If Greece doesn’t tip off a wider crisis, then Spain just might. The situation in Spain continues to deteriorate. The zone’s fourth-largest economy finds itself in a nasty, no-win situation. If Madrid moves aggressively to fix its banks, which are burdened with massive bad loans from the country’s property bust, it could blow out the government’s finances (as in Ireland) and push the country towards a bailout. If Madrid continues to go slow on fixing its banking mess, uncertainty will persist, the economy will remain stagnate, and the country could slip towards a bailout. If the Spanish government asks the euro zone for funds to help shore up its banks, it could get cut off from private funding and end up needing a bailout. All I can say is: Oy vey!
Meanwhile, amid all of this chaos, the leaders of Europe have had no response. At their summit this week, European leaders announced no new initiatives for tackling the debt crisis. In fact, the divisions in Europe appear to be widening. Camps are emerging between those who want to move more decisively towards solving the crisis, by, for instance, issuing eurobonds, and those (in other words, Germany) who refuse to change course despite the mounting evidence that that course has failed.


It comes as no surprise, then, that people are openly talking about preparing for an end to the euro. Martin Jacomb, chairman of Share Plc, wrote in the Financial Times that it might be best for Europe to simply throw in the towel and concede that the euro is a failure:
One way would be to accept that the opportunity to “save the euro” has been lost and for all 17 members to decide at once to revert to national currencies.

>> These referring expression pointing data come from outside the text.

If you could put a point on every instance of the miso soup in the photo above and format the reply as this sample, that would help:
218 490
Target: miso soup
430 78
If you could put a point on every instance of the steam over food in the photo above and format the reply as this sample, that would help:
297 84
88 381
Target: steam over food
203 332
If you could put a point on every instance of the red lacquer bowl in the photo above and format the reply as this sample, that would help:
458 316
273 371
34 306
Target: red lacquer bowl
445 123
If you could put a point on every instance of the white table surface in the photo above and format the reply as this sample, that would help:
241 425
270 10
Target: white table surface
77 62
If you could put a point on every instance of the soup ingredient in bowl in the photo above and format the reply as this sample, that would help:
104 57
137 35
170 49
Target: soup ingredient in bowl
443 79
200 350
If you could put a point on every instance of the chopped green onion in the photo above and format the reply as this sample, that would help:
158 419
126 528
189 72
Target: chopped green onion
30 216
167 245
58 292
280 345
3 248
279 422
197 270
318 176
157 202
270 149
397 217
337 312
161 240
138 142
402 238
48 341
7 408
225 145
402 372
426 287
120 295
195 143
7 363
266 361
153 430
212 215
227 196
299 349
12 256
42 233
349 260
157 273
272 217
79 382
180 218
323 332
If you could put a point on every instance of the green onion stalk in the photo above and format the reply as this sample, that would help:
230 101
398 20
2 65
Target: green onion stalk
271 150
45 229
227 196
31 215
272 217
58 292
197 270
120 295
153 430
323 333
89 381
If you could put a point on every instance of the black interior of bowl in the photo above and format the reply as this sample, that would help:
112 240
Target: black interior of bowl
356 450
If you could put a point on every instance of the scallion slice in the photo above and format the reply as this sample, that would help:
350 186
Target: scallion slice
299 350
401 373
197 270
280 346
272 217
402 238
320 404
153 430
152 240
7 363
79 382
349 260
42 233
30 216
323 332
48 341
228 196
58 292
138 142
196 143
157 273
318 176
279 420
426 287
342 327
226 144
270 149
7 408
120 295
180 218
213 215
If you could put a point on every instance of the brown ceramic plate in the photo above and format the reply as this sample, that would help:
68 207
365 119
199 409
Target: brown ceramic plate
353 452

The chance of differentiating between eurozone countries, weak and strong, has been lost.
Of course, nothing is inevitable. Even a Greek exit from the euro zone would not necessarily doom the entire currency. We’ve also hit these boil points in the crisis before – in May 2010, around the time of the first Greek bailout; and in November 2011, when Italy destabilized – and each time the leaders of Europe managed to yank a rabbit out of a hat and hold the monetary union together.

Yet the risks are rising that the debt crisis is slipping out of Europe’s control and the weight of the combined threats to the euro is becoming overwhelming. The world needs a firm plan of action from Europe: a euro-wide deposit insurance scheme to stop a euro-wide bank run; a real recapitalization program for weak euro zone banks; a clear plan on what to do with Greece; an expanded firewall to protect Spain and Italy from any Greek fallout; and a true agenda to support growth.

We’re not close to any of these steps. The more time slips away, the more likely the euro will, too.